The first couple of days since Namjoon dropped him off to his parent's house he'd spent them in a continuous limbo state of circular emotions. He didn't allow himself to truly feel them because he didn't understand them, so when he felt an emotion Jimin did his best to identify it; not justify it, feel it just enough to understand what emotion took over him.

It was funny what distance did to him. It almost shielded him from them, as if the fog of love he had for them had lifted like morning dew. It wasn't as though he had stopped loving them, but he was able to see things more clearly. He had given too much to the point of hurting himself; he had let others sway him to the point of almost breaking, and he was angry. Angry at them and most importantly he was angry at himself.

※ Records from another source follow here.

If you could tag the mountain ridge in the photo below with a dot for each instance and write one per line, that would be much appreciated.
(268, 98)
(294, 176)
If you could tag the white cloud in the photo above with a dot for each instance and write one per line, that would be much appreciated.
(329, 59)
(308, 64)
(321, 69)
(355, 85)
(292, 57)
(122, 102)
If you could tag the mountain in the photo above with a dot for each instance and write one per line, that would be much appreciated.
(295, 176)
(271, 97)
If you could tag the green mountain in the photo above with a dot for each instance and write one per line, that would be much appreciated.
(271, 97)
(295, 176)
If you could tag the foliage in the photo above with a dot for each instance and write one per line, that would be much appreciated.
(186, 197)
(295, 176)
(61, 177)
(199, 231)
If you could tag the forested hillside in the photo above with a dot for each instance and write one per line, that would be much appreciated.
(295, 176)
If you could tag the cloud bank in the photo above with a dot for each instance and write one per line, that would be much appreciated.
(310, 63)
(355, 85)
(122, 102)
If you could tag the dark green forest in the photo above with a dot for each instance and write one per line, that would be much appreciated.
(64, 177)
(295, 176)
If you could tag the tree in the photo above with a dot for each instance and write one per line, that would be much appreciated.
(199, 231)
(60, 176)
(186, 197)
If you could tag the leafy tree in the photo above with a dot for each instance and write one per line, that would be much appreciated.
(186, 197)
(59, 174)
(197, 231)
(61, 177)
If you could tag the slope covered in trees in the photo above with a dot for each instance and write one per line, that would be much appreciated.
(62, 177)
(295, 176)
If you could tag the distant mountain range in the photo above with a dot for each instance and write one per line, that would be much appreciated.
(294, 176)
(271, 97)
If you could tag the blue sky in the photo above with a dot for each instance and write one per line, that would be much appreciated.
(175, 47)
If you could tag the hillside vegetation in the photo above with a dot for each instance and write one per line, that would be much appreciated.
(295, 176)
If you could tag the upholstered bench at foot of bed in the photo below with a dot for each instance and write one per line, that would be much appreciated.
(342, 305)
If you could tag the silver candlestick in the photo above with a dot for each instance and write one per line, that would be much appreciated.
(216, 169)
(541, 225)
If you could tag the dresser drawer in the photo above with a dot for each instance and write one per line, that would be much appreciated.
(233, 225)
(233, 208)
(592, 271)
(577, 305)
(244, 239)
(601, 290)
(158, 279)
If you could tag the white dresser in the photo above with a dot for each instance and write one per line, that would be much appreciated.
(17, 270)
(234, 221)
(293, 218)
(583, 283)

His anger was at their betrayal, at their abandonment for him, their disregard for his feelings. He went back and forth like a pendulum between Yoongi and Taehyung: one day he was angry at one more than the other, until he felt like his heart would burst with pain. Funny enough he didn't hate them, even now he didn't have it in him to hate them.

Sitting in Namjoon's car had been quiet filled with white noise and Namjoon's white knuckles on steering wheel. When the last light of Seoul had turned red and they stood still waiting for their signal Namjoon had spoken up.

"Yoongi-hyung."

Jimi knew Namjoon was smart, but how the hell did he know? His mind raced and it took all of him from dying of shame. He almost pried the door open and took a run for it. He hugged himself, he shivered, and held on to his tears but eventually they fell against his will.

"Suffers from mental illness." Jimin wiped his nose with his sleeve not caring if it got dirty.

As if that had answered all of his questions Namjoon changed gears, slammed on the peddle and took off not caring if the light had turned or not.

So after the anger came and went Jimin would be almost overwhelmed with guilt. In a way he too had abandoned them, abandoned Yoongi, and ran from Taehyung. How was he any better?

So Jimin replied to their texts. Because he knew deep down he hadn't truly forgiven them. How could he? They had hurt him so much. And he felt so ashamed because of Yoongi. He was so embarrassed at what he had said to them that night. Who was he to judge them? Too point out their faults, and at the same time he had felt liberated; like he had finally been able to breathe after twelve days, eight hours, and thirty-two minutes since the studio.